I got a kernel BUG, I don't know why it was triggered.
[ 242.337362] kernel BUG at arch/x86/kernel/cpu/mce/core.c:1364!
[ 242.337366] invalid opcode: 0000 [#1] SMP NOPTI
This is CentOS 8.5, Kernel 4.18.0-348.el8.x86_64 on an x86_64.
The core.c line 1364 is:
nmi_exit();
(above line is inside do_machine_check()
):
By checking nmi_exit()
https://elixir.bootlin.com/linux/v4.18/source/include/linux/hardirq.h#L78
#define nmi_exit() \
do { \
trace_hardirq_exit(); \
rcu_nmi_exit(); \
BUG_ON(!in_nmi()); \
preempt_count_sub(NMI_OFFSET + HARDIRQ_OFFSET); \
ftrace_nmi_exit(); \
lockdep_on(); \
printk_nmi_exit(); \
} while (0)
It looks like I hit this BUG_ON(!in_nmi());
, but I checked do_machine_check()
, it should still in_nmi
(since line 1255 nmi_enter();
), why BUG_ON(!in_nmi());
was triggerd?
Others:
https://vault.centos.org/8.5.2111/BaseOS/Source/SPackages/kernel-4.18.0-348.el8.src.rpm
I got a kernel BUG, I don't know why it was triggered?
The specific bug you experience attempted to use an invalid opcode: 0000 [#1] SMP NOPTI.
I'll address that, its cause, and how to resolve the issue. First, I'll define some terminology.
A NMI is a hardware interrupt that is exempt from any interrupt-masking enabled by the operating system (e.g. CentOS 8.5). In nearly every situation, it is in response to non-recoverable hardware errors.

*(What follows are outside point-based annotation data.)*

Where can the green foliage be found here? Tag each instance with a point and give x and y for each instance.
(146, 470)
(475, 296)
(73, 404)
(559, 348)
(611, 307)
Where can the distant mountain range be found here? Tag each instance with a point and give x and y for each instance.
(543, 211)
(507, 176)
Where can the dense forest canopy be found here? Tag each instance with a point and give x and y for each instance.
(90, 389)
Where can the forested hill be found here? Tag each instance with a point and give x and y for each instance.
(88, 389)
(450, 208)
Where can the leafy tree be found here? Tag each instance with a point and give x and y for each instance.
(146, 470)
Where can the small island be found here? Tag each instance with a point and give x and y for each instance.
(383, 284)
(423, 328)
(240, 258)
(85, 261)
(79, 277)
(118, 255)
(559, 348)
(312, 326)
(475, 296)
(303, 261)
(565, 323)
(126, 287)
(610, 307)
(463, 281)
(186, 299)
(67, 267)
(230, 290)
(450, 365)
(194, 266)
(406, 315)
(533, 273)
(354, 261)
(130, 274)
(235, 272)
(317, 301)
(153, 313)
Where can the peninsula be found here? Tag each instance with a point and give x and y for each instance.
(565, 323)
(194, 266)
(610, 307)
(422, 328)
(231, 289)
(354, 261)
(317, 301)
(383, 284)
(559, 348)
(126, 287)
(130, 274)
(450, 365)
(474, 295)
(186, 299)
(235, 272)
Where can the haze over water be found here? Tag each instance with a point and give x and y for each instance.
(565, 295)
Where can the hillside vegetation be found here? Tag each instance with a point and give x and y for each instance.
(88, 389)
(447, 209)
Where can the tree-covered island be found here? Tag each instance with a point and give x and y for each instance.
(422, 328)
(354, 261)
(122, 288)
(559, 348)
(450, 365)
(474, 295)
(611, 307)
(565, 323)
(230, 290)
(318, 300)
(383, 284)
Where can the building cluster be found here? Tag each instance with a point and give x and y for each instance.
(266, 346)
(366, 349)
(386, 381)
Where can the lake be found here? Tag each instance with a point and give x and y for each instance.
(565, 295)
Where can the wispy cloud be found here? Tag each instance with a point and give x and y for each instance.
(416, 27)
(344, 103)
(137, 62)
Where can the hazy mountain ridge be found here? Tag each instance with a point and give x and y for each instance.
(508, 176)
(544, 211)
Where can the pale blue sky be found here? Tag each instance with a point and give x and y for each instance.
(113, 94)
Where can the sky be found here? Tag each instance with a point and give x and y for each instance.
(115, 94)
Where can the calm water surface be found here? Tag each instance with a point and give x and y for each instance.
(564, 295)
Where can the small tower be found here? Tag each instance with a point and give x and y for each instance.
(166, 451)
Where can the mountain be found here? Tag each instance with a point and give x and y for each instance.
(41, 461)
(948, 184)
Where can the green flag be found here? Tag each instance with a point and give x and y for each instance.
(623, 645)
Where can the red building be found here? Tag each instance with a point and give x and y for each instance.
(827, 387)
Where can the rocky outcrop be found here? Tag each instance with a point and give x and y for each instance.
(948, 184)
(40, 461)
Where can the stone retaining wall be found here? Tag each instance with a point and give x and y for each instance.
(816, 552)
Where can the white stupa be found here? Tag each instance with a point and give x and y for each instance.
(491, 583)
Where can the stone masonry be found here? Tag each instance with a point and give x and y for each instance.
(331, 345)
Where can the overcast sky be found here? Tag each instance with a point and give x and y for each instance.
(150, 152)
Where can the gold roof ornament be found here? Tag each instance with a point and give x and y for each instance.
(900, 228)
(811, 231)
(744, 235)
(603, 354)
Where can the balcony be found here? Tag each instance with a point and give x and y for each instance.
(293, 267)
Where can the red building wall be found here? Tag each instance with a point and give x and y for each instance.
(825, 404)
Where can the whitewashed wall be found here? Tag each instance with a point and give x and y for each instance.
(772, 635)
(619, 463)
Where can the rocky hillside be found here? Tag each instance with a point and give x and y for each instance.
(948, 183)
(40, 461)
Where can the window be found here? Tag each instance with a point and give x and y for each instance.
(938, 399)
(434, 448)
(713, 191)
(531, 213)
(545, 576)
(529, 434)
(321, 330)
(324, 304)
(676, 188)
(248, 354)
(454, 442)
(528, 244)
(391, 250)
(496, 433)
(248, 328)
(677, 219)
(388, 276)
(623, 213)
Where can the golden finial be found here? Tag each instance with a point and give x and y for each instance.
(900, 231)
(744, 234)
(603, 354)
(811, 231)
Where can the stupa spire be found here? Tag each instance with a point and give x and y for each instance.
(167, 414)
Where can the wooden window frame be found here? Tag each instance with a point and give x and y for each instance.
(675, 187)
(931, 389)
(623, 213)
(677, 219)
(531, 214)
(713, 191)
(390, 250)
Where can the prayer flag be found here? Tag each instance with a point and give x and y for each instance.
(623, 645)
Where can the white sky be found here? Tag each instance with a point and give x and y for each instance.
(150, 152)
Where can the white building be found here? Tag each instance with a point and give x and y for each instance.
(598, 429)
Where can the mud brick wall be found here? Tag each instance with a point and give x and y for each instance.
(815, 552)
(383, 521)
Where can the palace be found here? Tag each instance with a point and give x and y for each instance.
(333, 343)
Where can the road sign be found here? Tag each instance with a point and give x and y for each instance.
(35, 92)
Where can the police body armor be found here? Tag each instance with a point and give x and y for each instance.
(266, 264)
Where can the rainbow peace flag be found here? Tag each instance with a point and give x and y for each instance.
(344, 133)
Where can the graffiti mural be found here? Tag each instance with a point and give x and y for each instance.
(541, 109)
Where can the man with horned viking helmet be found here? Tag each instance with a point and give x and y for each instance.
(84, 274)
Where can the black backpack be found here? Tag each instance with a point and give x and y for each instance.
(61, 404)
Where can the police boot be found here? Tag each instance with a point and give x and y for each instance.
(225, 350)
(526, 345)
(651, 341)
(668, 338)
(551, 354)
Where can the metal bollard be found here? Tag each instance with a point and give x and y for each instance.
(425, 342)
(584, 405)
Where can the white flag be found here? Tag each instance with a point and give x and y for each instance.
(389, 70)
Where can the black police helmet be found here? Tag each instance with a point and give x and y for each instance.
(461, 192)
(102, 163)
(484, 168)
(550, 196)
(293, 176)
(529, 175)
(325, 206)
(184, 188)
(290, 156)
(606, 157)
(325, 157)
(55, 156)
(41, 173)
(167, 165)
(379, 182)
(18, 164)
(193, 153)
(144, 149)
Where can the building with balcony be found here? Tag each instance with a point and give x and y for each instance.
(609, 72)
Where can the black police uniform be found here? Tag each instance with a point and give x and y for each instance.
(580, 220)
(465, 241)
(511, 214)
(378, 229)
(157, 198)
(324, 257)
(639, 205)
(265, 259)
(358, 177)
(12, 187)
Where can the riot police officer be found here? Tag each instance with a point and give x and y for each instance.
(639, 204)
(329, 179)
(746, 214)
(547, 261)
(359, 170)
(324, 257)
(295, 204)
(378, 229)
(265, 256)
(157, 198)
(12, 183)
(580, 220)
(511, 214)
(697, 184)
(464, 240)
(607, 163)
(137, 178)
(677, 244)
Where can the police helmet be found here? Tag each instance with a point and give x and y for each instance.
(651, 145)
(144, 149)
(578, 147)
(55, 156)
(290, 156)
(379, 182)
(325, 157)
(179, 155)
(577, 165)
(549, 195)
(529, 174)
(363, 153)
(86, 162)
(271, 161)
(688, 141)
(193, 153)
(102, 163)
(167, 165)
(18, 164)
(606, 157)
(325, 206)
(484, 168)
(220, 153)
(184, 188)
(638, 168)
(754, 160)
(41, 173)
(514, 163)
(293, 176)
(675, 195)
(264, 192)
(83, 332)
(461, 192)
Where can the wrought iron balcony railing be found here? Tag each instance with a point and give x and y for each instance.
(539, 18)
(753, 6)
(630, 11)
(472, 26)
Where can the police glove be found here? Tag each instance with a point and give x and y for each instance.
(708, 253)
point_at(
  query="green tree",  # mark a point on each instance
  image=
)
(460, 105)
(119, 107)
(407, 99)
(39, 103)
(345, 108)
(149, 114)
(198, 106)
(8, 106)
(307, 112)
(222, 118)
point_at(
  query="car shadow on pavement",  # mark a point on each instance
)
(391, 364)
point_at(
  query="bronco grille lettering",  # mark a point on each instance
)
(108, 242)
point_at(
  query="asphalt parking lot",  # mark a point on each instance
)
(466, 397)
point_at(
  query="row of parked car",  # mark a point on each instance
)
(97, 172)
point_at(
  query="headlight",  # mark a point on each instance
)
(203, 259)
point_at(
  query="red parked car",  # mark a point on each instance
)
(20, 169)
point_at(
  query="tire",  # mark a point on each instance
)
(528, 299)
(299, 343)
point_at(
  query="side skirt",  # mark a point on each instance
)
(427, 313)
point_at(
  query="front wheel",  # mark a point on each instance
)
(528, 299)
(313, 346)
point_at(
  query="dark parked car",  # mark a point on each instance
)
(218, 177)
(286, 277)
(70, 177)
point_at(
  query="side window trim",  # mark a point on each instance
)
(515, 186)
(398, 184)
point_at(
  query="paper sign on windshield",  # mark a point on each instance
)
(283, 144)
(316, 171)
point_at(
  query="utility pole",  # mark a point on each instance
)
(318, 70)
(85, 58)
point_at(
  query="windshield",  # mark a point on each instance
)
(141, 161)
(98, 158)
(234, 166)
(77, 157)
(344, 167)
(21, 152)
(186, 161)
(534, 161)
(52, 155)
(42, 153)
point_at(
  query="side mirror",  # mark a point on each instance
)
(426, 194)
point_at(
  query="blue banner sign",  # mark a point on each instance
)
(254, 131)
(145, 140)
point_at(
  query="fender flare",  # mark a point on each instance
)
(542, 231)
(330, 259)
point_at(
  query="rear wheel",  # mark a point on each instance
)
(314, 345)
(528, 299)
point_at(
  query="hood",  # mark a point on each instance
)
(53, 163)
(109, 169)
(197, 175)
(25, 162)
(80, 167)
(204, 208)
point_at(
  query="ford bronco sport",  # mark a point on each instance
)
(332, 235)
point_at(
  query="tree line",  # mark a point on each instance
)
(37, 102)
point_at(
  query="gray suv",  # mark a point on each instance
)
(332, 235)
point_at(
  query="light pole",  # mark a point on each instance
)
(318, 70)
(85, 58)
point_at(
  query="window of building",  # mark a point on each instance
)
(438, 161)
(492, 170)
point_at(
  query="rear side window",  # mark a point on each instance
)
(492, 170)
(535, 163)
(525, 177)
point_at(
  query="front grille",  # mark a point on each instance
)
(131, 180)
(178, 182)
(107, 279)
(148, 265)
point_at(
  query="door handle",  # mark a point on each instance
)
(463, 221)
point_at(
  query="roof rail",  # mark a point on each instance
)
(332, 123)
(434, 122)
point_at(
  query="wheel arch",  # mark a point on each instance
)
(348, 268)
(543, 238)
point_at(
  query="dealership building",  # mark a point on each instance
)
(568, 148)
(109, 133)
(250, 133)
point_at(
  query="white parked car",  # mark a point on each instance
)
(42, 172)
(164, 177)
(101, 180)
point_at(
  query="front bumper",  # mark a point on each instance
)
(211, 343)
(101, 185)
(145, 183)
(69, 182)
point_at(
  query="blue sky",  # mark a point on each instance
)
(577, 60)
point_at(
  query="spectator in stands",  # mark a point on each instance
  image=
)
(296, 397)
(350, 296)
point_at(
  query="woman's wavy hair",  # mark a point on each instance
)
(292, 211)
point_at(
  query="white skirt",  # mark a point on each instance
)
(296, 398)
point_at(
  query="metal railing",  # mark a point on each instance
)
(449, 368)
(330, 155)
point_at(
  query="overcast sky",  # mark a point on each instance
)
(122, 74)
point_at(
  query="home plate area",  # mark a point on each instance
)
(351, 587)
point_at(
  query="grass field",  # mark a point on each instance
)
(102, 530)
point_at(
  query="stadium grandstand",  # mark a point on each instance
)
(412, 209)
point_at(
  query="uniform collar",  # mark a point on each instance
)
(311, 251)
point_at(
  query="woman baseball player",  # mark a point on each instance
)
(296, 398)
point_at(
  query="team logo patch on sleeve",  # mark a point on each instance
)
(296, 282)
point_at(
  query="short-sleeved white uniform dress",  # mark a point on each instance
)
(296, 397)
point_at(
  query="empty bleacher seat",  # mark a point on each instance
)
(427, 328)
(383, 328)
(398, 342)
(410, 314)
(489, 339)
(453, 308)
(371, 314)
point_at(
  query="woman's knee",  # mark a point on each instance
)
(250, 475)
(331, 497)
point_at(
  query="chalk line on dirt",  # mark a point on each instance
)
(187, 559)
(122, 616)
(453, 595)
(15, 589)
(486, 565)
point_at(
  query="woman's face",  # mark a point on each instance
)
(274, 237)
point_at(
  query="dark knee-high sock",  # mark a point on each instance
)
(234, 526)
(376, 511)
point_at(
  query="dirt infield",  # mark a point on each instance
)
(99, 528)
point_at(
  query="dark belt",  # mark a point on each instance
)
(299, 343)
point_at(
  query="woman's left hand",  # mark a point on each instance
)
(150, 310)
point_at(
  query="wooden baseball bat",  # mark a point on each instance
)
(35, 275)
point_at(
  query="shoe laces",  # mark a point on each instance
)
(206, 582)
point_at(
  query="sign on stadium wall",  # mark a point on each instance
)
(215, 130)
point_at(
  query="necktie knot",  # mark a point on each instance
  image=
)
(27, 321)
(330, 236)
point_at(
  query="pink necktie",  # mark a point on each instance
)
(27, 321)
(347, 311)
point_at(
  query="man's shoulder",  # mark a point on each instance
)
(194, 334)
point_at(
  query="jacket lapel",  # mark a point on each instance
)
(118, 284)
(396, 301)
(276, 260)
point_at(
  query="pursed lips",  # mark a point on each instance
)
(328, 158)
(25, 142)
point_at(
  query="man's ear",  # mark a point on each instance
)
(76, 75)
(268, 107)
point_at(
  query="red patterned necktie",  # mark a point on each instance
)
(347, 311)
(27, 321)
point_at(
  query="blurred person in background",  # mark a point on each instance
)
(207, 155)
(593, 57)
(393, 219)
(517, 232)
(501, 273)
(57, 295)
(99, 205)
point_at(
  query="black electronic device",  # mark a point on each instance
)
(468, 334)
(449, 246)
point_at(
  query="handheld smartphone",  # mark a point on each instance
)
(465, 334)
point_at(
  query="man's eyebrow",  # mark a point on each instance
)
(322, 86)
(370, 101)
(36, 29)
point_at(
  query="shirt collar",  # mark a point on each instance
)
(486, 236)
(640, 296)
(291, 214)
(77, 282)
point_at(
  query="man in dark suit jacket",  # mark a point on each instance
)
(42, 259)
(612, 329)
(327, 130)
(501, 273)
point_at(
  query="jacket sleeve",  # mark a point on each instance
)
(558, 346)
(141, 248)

Linux has had Intel nested NMI support for as long as I remember. A vulnerability in the Intel nested NMI support was exciting in 2012. Intel has a NMI iret flaw that requires the NMI handler to avoid triggering a page fault or break-point while processing an NMI.
Support for nest NMI in ARM64 and PowerPC was committed to Linux on May 20th, 2020.
Starting in Linux 2.6 BUG_ON() is debugging macro for when something goes terribly wrong. If the value passed to the macro is true, the Linux kernel will trigger the invalid instruction. This results in the CPU throwing an invalid opcode exception. Normally if this happens in a process, the process dies. If this happens during an NMI, it's far more serious.
So in_nmi() is a check if the current preempt bit of the current NMI is set to true.
Linux uses this to disables Meltdown (Kernel Page Table Isolation) mitigations. Typically nopti is added to the kernel boot options to disable.
What can I do about it if it's the software? Most Likely
Well how about if it's the a hardware defect? Less Likely
A working theory for this issue is the NMI are being cause by an uncorrected hardware memory error and a coding error creates the circumstances that BUG_ON(!in_nmi()) is checked before the second increased had incremented the preempt_counter.
In this particular case, the original poster used a tool einj_mem_uc to general a simulated memory error. That initiates the NMI.